Lolla: Como eu disse, não tem muito antes e depois da Alopecia porque eu sempre tive Alopecia. Faço trabalho voluntário desde a adolescência porque achei que seria um bom lugar para fazer amigos e eu estava certa! O trabalho no Atados surgiu dessa minha paixão pelo trabalho voluntário e porque eu acredito que o trabalho voluntário é muito transformador para quem faz. O Sereias Carecas já veio de eu ser careca mesmo, de ter aprendido a lidar com isso e ver tanta gente nas comunidades online brigando com o espelho todos os dias. Pensei que talvez pudesse dividir com outras mulheres como foi o meu processo de reconstrução da autoestima. E deu certo porque realmente elas queriam mesmo conversar com alguém que já tivesse vivido aquilo e pudesse dizer que tudo vai melhorar.

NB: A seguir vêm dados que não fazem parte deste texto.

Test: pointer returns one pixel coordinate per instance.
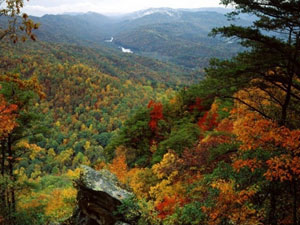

NMK: A gente sabe o quanto o cabelo está ligado à vaidade feminina e autoestima. O que você falaria para uma mulher que acabou de perder os cabelos por qualquer motivo (doença, acidente)?

Lolla: Eu digo que não é beleza, é autoconfiança. A gente vive numa sociedade que prega que a gente é inadequada o tempo todo, então se gostar é um ato de resistência e é difícil até para quem tá dentro do padrão. E é processo, é olhar para si com carinho todos os dias, com o carinho que você destina para as pessoas que você mais gosta. Não vou dizer que é rápido, nem que é fácil, porque não é, mas você vai sair fortalecida desse processo.